Stalwarts of the community united by desire to help others
PUBLISHED: 11:38 10 January 2008 | UPDATED: 14:40 07 September 2010
TO LOSE one stalwart of the community is always a blow. To lose two in the same week is something more. In the age of the career politicians, the loss of former Camden Council leader Roy Shaw and long-serving Fortune Green councillor Jane Schopflin, has
TO LOSE one stalwart of the community is always a blow. To lose two in the same week is something more.
In the age of the career politicians, the loss of former Camden Council leader Roy Shaw and long-serving Fortune Green councillor Jane Schopflin, has in many minds rekindled memories of a time when politics was less about spin and image, and more about rolling up your sleeves and doing what you could for your community.
Commitment to the community was the important thing these two long-serving politicians had in common, for in most other respects they were diametrically opposed. Likewise, their contribution to Camden Council was made from very different vantage points.
Roy Shaw served the area he lived in for an unparalleled 51 years and for most of them, Labour was untouchable as a political force in Camden.
During what Roy would fondly describe as 'those halcyon years' (though he often at odds with the leadership) the array of Labour politicians who interacted with, or were closely aligned to Camden, read like a who's who of party greats. Yet Roy never lost touch with the people who really matter - those who elected him to serve their interests.
Anyone looking for an outstanding example of a politician who put voters ahead of self - and so few of them do - could find no better example.
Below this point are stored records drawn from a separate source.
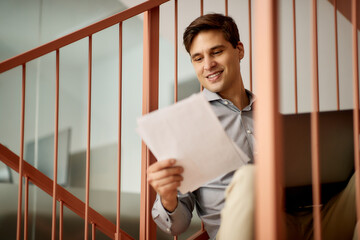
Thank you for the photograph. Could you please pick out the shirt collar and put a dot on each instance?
(211, 96)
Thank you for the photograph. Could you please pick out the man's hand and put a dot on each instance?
(165, 178)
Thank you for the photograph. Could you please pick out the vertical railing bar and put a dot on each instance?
(21, 159)
(356, 107)
(226, 8)
(118, 205)
(53, 229)
(176, 51)
(315, 128)
(295, 58)
(250, 47)
(61, 220)
(150, 103)
(268, 182)
(26, 208)
(93, 231)
(201, 13)
(88, 141)
(336, 57)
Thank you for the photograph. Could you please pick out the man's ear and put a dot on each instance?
(240, 48)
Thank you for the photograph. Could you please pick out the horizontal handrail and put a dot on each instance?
(71, 202)
(77, 35)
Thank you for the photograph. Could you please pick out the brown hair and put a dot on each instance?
(213, 21)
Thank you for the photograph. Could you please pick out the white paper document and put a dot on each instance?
(190, 132)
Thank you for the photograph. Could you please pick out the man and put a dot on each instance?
(216, 51)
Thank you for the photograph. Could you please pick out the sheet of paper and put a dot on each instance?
(190, 132)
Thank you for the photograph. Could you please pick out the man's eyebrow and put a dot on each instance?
(211, 49)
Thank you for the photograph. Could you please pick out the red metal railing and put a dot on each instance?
(269, 223)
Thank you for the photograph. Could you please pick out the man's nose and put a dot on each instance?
(209, 63)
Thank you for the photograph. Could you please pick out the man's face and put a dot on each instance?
(216, 61)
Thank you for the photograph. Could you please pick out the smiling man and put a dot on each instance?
(215, 50)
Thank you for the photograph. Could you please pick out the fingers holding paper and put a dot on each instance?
(165, 178)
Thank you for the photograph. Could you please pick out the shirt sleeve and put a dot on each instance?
(177, 221)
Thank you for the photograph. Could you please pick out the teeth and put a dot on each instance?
(214, 75)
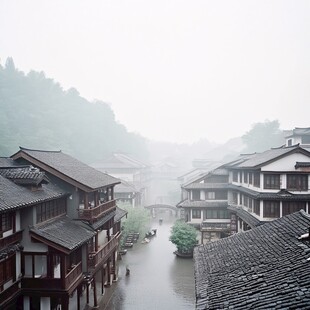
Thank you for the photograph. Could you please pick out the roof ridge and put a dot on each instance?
(45, 151)
(304, 214)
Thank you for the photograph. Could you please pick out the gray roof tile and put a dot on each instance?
(13, 196)
(70, 167)
(267, 267)
(64, 232)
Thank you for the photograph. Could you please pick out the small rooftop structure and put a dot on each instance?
(267, 267)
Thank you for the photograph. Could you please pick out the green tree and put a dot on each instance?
(138, 220)
(37, 113)
(183, 236)
(263, 136)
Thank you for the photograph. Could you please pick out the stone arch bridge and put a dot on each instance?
(161, 206)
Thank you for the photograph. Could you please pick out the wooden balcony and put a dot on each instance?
(10, 293)
(93, 213)
(53, 284)
(11, 239)
(100, 257)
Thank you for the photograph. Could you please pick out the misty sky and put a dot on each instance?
(172, 70)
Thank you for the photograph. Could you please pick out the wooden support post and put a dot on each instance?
(95, 292)
(96, 242)
(78, 294)
(109, 271)
(102, 280)
(87, 293)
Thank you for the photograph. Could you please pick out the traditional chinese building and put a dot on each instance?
(68, 228)
(250, 190)
(264, 268)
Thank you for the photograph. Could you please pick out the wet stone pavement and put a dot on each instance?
(158, 279)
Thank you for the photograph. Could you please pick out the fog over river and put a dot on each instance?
(158, 279)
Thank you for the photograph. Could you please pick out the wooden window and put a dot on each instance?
(34, 264)
(289, 207)
(217, 214)
(196, 214)
(221, 195)
(235, 176)
(210, 195)
(50, 209)
(271, 181)
(196, 195)
(271, 209)
(245, 177)
(256, 179)
(256, 207)
(7, 270)
(235, 198)
(250, 177)
(297, 182)
(6, 221)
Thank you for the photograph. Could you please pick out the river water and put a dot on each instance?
(158, 279)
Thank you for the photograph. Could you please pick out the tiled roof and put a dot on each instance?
(206, 186)
(270, 155)
(120, 213)
(13, 196)
(245, 216)
(70, 167)
(125, 187)
(300, 164)
(6, 162)
(297, 131)
(63, 232)
(100, 222)
(202, 176)
(202, 203)
(280, 195)
(23, 175)
(267, 267)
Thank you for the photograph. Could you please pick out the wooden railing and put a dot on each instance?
(103, 253)
(9, 292)
(73, 275)
(45, 283)
(11, 239)
(92, 214)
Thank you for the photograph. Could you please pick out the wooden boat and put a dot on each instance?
(128, 245)
(122, 252)
(151, 233)
(183, 255)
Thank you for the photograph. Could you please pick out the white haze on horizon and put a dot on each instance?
(175, 71)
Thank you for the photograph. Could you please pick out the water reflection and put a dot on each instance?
(158, 279)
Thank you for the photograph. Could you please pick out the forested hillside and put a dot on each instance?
(37, 113)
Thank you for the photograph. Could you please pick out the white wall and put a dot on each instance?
(285, 164)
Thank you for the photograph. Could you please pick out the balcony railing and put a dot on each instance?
(50, 284)
(73, 275)
(11, 239)
(101, 256)
(9, 293)
(214, 226)
(92, 214)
Had Roy's health not failed him, it is likely that he would still be serving his constituents in the same dedicated way.
Jane Schopflin's council experience was from a very different perspective. For 16 years she battled against the status quo at a time when the opposition had the greatest difficulty in having their voices heard, or being treated seriously - a far cry from the last victorious election campaign when to her great delight the Lib Dems became the largest party on the council. She was a real fighter, and this was evident both in the way she fought for her beliefs in the council chamber, and in her long battle with cancer.
Politicians nowadays get a bad press, some of it undeserved. But their collective image would be a great deal better if only more of them were like Roy Shaw and Jane Schopflin. We'll miss them both.